Secondary antibody formats

Secondary antibodies are available in 3 formats:

  • ready to use liquid
  • lyophilized
  • With additives, such as glycerol

The format of the secondary antibody depends on how the antibody is produced and how secondary antibody suppliers choose to ship their product. Ready-to-use liquid secondary antibodies are supplied as concentrates that may require some optimization to determine their optimal working conditions. The product data sheet often provides recommended dilutions.

Ready-to-use liquid antibody concentrates should be stored at 4-8°C and are stable for up to one year if stored according to the manufacturer’s instructions. Ready-to-use liquid antibodies can be stored as aliquots at –20°C or below to extend shelf life. Aliquots can then be thawed to prepare a working solution immediately prior to use. Aliquoting prior to storage at –20°C is recommended for ready-to-use secondary antibodies, as repetitive freezing and thawing leads to loss of stainability.

Dry lyophilized concentrated secondary antibody stocks must be reconstituted with diluents before use. While dry lyophilized antibody vials are stable in that format for years at –20°C or below, after reconstitution they should be treated as liquid secondary antibodies.

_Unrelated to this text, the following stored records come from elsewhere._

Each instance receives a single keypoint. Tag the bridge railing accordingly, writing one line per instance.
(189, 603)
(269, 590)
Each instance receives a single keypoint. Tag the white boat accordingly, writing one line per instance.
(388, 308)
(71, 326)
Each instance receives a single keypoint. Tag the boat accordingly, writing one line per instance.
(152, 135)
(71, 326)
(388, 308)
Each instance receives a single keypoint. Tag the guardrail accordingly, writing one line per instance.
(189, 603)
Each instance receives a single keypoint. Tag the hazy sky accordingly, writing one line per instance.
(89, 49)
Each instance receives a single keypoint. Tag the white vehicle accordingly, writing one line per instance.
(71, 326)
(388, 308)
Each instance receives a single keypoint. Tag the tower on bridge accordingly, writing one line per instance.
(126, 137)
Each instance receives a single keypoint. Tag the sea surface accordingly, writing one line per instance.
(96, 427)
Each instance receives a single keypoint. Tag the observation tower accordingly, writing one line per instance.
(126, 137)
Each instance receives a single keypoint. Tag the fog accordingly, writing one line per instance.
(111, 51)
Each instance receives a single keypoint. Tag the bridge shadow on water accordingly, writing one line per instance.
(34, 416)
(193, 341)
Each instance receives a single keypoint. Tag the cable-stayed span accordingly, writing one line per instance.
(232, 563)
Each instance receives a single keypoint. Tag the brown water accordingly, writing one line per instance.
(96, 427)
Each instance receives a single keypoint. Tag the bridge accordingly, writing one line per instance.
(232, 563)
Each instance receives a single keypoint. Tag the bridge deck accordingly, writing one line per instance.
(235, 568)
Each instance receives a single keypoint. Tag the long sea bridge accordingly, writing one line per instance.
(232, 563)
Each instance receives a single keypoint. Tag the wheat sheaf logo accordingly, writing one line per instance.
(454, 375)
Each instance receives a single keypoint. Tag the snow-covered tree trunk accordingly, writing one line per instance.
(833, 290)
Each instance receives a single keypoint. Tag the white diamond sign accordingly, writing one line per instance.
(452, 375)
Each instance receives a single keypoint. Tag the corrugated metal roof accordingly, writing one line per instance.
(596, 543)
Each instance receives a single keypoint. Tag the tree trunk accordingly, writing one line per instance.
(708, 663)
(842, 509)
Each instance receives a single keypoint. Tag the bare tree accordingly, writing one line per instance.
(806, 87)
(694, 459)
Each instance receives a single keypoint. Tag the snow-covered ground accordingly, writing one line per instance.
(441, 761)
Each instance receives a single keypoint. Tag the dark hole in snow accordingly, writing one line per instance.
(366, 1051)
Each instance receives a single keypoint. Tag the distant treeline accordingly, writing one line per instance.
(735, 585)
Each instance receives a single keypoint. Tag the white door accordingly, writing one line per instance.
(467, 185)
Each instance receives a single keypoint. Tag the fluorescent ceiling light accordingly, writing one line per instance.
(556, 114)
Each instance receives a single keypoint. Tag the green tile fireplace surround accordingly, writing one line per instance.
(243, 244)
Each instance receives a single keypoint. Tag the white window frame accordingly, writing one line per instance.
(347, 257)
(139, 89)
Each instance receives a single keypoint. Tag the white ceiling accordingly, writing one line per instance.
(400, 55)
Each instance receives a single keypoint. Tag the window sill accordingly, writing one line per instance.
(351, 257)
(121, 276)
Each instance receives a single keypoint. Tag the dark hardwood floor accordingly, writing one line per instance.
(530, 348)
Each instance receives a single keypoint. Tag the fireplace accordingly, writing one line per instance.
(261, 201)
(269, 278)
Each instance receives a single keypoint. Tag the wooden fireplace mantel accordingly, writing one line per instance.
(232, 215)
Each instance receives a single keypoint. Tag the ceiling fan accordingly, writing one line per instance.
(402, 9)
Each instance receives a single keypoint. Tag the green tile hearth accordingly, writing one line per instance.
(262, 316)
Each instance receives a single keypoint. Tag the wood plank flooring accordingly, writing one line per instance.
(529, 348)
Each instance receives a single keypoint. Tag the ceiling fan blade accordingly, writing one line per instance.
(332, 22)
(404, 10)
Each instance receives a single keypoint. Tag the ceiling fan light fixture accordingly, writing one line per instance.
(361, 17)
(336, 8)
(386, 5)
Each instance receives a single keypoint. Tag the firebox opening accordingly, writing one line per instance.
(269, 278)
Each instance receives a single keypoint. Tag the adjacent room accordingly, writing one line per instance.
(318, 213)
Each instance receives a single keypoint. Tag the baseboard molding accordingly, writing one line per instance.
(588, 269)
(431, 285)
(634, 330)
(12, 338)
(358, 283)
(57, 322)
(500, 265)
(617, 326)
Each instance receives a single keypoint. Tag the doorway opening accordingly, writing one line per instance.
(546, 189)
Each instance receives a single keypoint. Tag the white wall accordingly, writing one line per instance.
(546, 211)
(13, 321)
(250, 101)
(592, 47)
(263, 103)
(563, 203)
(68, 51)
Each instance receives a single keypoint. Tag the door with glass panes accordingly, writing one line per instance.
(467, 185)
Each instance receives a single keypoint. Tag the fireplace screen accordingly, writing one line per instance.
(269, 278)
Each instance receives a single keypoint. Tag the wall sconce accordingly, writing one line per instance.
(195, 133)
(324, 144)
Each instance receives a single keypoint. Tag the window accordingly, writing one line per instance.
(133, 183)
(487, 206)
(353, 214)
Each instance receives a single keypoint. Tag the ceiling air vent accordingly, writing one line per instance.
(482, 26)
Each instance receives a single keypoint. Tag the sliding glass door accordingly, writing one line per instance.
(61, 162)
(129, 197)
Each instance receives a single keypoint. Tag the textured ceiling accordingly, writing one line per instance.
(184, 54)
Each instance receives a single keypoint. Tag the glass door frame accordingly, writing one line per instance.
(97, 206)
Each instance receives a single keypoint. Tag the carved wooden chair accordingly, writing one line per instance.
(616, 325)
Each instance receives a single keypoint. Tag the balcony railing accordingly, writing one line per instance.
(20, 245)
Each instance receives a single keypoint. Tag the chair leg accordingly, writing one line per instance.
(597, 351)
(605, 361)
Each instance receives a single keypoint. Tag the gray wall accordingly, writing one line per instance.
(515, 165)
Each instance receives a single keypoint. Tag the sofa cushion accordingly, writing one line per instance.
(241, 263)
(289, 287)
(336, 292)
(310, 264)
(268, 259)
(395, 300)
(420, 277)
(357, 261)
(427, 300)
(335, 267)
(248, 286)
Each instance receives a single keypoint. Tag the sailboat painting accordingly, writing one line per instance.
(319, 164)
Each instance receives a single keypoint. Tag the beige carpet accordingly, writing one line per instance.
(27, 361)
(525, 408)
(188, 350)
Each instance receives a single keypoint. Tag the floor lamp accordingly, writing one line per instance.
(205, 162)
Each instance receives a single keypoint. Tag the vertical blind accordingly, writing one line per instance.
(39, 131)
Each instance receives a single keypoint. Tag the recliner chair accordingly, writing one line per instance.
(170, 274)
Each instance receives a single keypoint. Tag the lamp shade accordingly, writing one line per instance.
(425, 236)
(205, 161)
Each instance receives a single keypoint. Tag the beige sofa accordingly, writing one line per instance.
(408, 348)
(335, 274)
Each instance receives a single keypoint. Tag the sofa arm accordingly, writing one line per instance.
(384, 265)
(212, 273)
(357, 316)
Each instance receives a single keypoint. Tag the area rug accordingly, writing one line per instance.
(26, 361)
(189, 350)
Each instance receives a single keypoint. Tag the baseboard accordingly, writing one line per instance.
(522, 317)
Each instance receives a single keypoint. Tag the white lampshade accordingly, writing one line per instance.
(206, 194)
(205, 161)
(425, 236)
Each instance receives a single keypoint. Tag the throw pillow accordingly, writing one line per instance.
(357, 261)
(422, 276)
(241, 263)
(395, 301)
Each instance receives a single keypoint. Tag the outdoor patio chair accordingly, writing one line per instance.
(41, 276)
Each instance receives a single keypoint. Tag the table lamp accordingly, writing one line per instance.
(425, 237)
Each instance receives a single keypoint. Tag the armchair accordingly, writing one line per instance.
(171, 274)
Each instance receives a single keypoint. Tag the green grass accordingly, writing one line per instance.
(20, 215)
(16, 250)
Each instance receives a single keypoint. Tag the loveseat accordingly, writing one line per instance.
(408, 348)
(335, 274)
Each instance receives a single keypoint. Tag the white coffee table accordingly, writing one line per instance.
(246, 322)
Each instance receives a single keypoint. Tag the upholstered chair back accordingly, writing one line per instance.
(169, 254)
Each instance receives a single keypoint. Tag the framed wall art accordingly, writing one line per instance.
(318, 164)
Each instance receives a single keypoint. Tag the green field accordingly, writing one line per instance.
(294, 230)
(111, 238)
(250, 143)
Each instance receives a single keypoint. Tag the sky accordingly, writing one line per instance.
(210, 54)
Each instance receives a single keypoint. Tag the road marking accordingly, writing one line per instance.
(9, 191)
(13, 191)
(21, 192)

Glycerol is used as an additive in antibody stock solutions to prolong their shelf life during storage at –80 to –20°C. Another common additive in commercially available antibodies is BSA, which is used as a stabilizer. Since antibody solution compatibility may not have been a key consideration when the antibody was initially purified and formulated, it is important to be aware of additives present in antibody stock solutions, as different labelling methods may be affected. to different degrees by the various additives.